At least the girl had inherited from her mother decently long and wavy hair, not the moss-kinks of a full-blooded Moro. But in everything else—ayya, she had the broad, flat nose with wide nostrils, the overfull and purplish lips, and the rest of what I could see of her was precisely the color of a cacao bean. Also, I had to assume that Moro females mature at a very early age, because Rebeca was only a child of eleven or twelve, and small even for that age, but she already had the curves of a woman, and estimable breasts, and buttocks that could only be called protuberant. Furthermore, the looks she gave me were the covetous appraisals of a woman ripe for mating.

Those things I could see for myself. What I could not divine was the reason for her name, which was derogatory, derisive and even demeaning. Not so much her Christian name, Rebeca. Among the edifying little Bible stories that Tete Diego told us from time to time, he had mentioned the biblical Rebeca, and the only bad thing I could remember about that one was that she seemed easily bribed with gold and silver trinkets. But the name Canalluza means "vagrancy, roguery, wantonness." If that was Rebeca's mother's surname, well, it had certainly fit her. But how, I wondered, would Rebeca's mother have acquired that name before she bedded with a black man?

Anyway, this little brown-black Rebeca Canalluza had long been following me with avid brown-black eyes, and when I first appeared at the Colegio in long-sleeved camisa, pantalones, and calf-high botas, her eyes became fervid—possibly because she had always worn Spanish attire and may have thought that I was now emulating her—and she began following me literally, sitting down beside me on whatever schoolroom bench I occupied, standing close to me on the infrequent occasions when I attended Mass. I did not mind. I had not enjoyed so much as a street-woman since leaving Aztlan, and aside from that, I was as perversely curious as Rebeca's mother must have been with her black, thinking, What would it be like? I only wished that Rebeca were a bit older and a lot prettier. Nevertheless, I returned her looks and then her smiles and eventually we were conversing, though her Spanish was much more fluent than mine.

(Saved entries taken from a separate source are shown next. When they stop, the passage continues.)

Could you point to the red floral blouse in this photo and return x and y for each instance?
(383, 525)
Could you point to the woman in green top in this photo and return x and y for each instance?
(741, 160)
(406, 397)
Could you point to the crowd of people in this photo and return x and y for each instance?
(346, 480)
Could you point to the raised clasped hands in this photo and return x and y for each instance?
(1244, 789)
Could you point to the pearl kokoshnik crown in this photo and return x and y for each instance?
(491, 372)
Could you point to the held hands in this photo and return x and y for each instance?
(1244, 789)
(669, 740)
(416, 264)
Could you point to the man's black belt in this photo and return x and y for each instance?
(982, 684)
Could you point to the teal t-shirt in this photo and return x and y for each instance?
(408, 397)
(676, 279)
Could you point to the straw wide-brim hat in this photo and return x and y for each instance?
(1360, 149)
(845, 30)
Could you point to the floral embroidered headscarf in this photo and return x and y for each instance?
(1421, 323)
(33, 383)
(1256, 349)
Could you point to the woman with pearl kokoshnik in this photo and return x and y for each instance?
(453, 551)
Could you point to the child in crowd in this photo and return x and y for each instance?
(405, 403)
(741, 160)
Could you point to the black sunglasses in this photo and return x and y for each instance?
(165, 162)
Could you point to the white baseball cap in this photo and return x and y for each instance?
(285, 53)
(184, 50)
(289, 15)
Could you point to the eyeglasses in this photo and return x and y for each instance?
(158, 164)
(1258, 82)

"The reason for my awful name," she said, when I asked her, "is that I am an orphan. Whatever were the names of my father and mother, I will never know. I was abandoned, as are many other infants, at the door of the Refugio de Santa Brígida, the convento de monjas, and there I have lived ever since. The nuns in charge of us orphans take some queer delight in bestowing on us undignified names, to mark us as children of shame."

Here was an aspect of Spanish custom that I had not encountered before. Among us indios, there were of course children who suffered the loss of father or mother or both—to disease or war or some other disaster. But we had no word for orphan in any of the native languages that I knew. And that was simply because no child was ever abandoned or cast away or foisted upon the community. Every child was dear to us, and any one of them left alone in the world was instantly, eagerly adopted by some man and wife, whether they were forlornly childless or had a home teeming with other children.

"At least I was given a decent first name," Rebeca went on. "But that 'drab' yonder"—she discreetly indicated him—"the pardo boy, the ugly one, being also an orphan living at the Refugio, was named by the nuns Niebla Zonzón."

"Ayya!" I exclaimed, half laughing, half pitying. "Both his names mean 'dim, foggy, stupid'!"

"And ay de mí, so he is," said Rebeca with a pearly grin. "Well, you have heard him stutter and stammer and flounder when he speaks here in class."

"At any rate, the nuns provide you orphans with an education," I said. "If religious instruction can be called education."

"For me it is," she said. "I am studying to become a Christian nun myself. To wear the veil."

"I thought it was shoes," I said confusedly.

"What?"

"No matter. What does it mean—wearing the veil?"

"I become the bride of Christ."

"I thought he was dead."

"You really do not listen very closely to our Tete, do you, Juan Británico?" she said, sounding as severe as Alonso. "I will become Jesucristo's bride in name. All nuns are called so."